In another call, a woman who has recently attempted suicide wants to complain about her care. “All they do is see me and ask ‘how do you feel?’ But of course I feel suicidal and I want to kill myself. Nothing has changed. I’m still under the care of the same people that are crap,” she says.
Later on, the call-centre managers play an alarming call from earlier in the year. The whistleblower describes abysmal care of the elderly, including women having their heads shaved to save money on hairdressing and washing; patients going malnourished without vegetables; urine-soaked mattresses left unchanged for years; toenails left unclipped for so long they snap off and tear the skin and patients being forced to wake at 4am.

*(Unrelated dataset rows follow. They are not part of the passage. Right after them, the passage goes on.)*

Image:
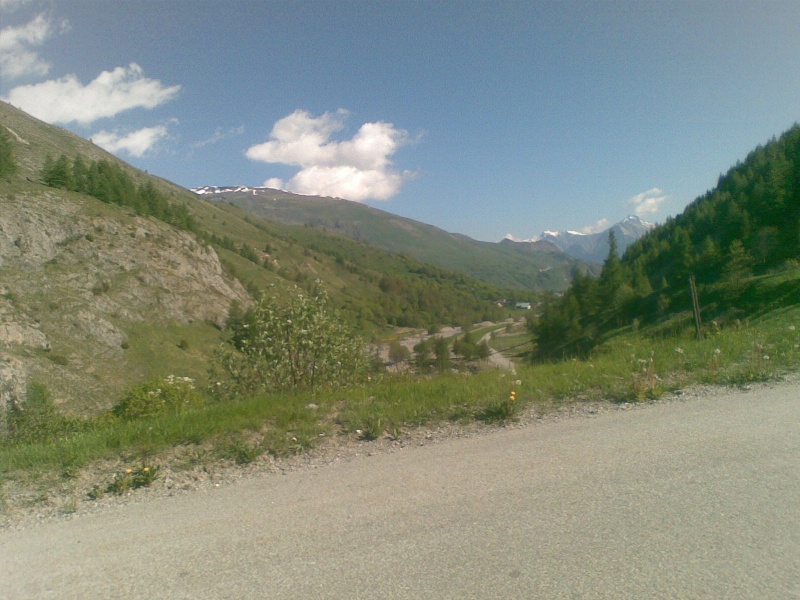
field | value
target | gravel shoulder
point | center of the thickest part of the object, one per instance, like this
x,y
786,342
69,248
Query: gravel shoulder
x,y
693,496
26,507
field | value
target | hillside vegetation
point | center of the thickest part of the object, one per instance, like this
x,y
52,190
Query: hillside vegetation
x,y
110,276
532,267
138,347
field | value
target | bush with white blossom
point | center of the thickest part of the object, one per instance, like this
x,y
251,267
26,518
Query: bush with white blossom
x,y
170,394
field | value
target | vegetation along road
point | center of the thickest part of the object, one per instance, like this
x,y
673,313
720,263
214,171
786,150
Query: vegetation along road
x,y
692,498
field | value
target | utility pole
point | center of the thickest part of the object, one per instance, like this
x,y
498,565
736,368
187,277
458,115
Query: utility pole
x,y
698,323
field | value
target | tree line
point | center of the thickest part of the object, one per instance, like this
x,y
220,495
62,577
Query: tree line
x,y
112,184
747,225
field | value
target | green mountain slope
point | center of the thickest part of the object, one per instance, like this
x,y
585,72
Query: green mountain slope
x,y
109,276
739,242
515,266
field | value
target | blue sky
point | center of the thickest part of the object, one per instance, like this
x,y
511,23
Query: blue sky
x,y
482,118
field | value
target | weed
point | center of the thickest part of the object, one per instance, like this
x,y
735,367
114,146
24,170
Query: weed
x,y
171,394
129,479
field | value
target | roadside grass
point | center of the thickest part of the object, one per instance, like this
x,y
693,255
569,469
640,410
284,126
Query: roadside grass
x,y
630,367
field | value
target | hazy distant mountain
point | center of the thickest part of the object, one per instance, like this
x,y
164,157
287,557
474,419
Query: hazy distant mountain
x,y
593,247
532,266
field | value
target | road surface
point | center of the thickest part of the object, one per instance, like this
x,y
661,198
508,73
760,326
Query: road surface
x,y
682,499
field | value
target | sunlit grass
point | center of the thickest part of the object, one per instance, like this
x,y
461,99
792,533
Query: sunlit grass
x,y
631,367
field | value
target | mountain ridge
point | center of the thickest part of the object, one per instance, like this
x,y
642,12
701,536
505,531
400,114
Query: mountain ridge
x,y
593,247
529,267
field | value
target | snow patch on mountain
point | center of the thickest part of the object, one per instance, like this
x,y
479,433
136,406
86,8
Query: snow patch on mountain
x,y
593,247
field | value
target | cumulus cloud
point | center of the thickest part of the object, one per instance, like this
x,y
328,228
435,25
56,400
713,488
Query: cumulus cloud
x,y
359,168
136,143
219,135
66,100
18,56
11,5
648,203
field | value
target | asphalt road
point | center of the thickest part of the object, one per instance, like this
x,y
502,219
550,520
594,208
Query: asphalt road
x,y
694,499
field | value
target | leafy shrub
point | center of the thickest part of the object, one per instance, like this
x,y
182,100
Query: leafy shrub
x,y
171,394
299,342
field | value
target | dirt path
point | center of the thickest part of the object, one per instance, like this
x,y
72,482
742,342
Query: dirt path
x,y
682,499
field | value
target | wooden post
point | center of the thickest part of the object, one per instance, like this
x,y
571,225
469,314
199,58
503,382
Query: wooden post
x,y
698,323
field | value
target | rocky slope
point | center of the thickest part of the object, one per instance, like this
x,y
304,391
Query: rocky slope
x,y
78,276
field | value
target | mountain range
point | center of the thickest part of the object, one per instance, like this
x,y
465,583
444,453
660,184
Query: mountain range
x,y
538,266
593,247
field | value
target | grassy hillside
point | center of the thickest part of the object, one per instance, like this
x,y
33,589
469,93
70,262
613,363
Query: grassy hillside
x,y
99,294
739,243
534,267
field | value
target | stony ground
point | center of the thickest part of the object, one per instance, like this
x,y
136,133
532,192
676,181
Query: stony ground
x,y
187,469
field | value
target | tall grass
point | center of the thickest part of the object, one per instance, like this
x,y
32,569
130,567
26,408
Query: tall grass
x,y
630,367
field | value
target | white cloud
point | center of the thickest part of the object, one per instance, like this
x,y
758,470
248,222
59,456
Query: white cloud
x,y
11,5
648,203
358,169
18,57
66,100
136,143
218,136
601,225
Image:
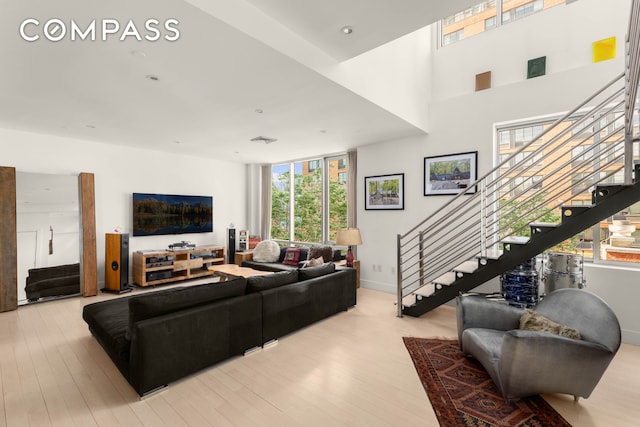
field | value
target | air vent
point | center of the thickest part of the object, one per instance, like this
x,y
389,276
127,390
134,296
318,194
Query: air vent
x,y
263,139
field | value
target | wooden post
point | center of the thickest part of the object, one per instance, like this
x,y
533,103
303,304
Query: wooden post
x,y
8,241
88,248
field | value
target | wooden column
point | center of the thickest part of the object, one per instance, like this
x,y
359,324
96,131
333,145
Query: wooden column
x,y
88,248
8,241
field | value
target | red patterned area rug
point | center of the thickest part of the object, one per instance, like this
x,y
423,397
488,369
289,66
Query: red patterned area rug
x,y
462,393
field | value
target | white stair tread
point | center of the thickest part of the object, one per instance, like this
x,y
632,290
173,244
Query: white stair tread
x,y
467,267
516,240
425,291
491,254
446,279
409,301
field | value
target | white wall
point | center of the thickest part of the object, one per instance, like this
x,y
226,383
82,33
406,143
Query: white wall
x,y
463,120
120,171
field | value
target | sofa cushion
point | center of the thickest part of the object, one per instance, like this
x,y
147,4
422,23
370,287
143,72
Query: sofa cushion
x,y
315,262
317,271
171,300
270,281
532,321
266,251
291,256
326,252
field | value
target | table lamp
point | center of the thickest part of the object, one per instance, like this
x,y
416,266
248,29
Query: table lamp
x,y
349,237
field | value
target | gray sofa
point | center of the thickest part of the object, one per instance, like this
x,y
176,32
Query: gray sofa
x,y
526,362
158,337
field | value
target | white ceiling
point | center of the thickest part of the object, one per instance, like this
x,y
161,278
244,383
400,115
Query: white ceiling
x,y
211,81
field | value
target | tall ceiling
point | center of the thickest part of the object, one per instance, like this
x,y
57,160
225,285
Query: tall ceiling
x,y
222,83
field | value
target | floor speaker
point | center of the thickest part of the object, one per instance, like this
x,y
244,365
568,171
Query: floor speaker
x,y
231,245
116,268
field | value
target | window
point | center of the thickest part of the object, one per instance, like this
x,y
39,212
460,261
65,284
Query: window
x,y
309,200
488,15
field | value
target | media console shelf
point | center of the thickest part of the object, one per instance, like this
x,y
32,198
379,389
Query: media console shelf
x,y
158,267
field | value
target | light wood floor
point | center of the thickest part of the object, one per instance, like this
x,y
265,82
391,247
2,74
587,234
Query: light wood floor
x,y
351,369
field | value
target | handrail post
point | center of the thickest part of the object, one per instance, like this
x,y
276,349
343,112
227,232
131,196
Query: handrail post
x,y
399,277
483,218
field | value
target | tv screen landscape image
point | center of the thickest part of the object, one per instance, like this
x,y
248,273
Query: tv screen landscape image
x,y
161,214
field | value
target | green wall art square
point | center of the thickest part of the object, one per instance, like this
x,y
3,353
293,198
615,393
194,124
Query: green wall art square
x,y
537,67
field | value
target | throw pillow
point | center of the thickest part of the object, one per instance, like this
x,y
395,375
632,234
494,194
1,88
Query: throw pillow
x,y
324,251
532,321
270,281
292,256
266,251
315,261
317,271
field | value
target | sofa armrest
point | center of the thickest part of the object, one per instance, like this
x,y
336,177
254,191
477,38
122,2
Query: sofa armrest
x,y
538,362
478,312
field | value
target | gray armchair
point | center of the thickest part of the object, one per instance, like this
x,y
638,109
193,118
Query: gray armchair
x,y
524,362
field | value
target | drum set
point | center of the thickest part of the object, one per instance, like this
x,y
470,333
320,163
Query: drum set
x,y
520,286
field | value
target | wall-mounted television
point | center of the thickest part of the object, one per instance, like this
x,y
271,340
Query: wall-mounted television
x,y
161,214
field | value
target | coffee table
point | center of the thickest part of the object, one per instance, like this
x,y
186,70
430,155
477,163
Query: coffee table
x,y
236,270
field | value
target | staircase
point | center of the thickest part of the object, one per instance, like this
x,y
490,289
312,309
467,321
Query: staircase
x,y
480,233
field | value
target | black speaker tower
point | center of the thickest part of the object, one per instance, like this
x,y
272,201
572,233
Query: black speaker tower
x,y
116,266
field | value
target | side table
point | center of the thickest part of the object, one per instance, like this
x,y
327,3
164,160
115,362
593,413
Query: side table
x,y
356,265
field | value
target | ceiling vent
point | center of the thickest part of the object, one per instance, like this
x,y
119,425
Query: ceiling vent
x,y
263,139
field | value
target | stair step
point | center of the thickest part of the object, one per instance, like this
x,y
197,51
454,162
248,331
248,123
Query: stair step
x,y
446,279
467,267
409,301
515,240
425,291
603,191
492,254
543,225
569,212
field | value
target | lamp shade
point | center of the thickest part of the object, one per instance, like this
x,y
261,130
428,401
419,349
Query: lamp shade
x,y
348,237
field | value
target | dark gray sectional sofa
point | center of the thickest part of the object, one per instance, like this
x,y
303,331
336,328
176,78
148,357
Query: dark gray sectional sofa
x,y
53,281
159,337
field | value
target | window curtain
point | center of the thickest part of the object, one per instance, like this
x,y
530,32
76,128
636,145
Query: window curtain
x,y
265,208
352,190
352,175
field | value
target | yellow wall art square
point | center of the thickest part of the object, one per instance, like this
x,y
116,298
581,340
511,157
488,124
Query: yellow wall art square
x,y
604,50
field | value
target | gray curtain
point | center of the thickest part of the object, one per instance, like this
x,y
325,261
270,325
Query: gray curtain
x,y
265,208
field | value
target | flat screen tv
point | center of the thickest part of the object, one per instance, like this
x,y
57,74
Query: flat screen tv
x,y
160,214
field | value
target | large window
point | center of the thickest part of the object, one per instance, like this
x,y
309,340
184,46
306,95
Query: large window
x,y
596,154
487,15
309,200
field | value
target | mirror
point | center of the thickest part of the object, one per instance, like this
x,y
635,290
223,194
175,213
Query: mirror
x,y
48,236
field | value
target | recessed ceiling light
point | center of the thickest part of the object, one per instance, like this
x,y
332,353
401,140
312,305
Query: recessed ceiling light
x,y
263,139
347,29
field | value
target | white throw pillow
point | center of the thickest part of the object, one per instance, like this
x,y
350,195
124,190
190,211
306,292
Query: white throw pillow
x,y
266,251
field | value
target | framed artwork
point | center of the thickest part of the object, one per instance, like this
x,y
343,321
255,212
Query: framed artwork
x,y
384,192
450,174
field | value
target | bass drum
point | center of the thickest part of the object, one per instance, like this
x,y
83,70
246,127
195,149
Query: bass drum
x,y
520,288
554,280
564,263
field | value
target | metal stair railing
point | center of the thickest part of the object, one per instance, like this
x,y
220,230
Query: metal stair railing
x,y
570,160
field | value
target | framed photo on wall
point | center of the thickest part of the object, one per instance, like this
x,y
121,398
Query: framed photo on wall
x,y
384,192
450,174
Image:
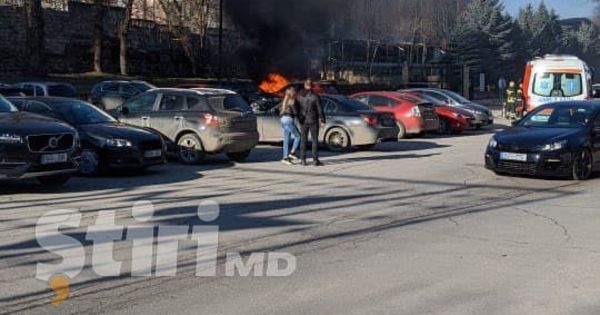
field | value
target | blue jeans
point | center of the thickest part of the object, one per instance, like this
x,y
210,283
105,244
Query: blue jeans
x,y
289,128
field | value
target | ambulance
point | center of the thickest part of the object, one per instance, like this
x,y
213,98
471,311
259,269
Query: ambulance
x,y
556,78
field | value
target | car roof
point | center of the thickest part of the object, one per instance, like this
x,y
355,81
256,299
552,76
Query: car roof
x,y
48,83
45,99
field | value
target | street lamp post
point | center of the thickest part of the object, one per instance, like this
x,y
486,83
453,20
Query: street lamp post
x,y
220,50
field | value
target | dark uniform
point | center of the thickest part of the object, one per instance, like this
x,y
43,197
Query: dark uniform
x,y
310,115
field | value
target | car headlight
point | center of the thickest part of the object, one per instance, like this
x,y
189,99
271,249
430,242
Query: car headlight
x,y
118,143
556,146
10,139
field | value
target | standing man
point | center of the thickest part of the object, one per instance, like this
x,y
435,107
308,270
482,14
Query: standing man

The calm voice of the call-centre worker asking “anything else?” punctuates each revelation and spurs another.
The CQC got in touch with investigators and the nursing home has since failed four separate categories in an unannounced inspection and is under further investigation.
Back listening to David’s calls, another comes in to report a chronically understaffed dementia home. “They took a carer off supervision and took a cleaner to look after a patient. The service user is supposed to have one-to-one care all day, but they used a cleaner in the morning doing the supervision and then in the afternoon, nobody. It’s ridiculous. We don’t have enough carers for residents.
“I’m working 12 days on the trot because we’re so short staffed and they’re still ringing me to ask if I can do nights, too. The residents are suffering because we can’t give them the care.”
David takes down her details and looks at the clock. It’s 4.30pm and he is told he can leave home early after his earlier ordeal. He looks exhausted. “I had a discussion with friends who do manual labour for Nissan and they can’t understand how I come home from work tired. But it’s just non-stop.”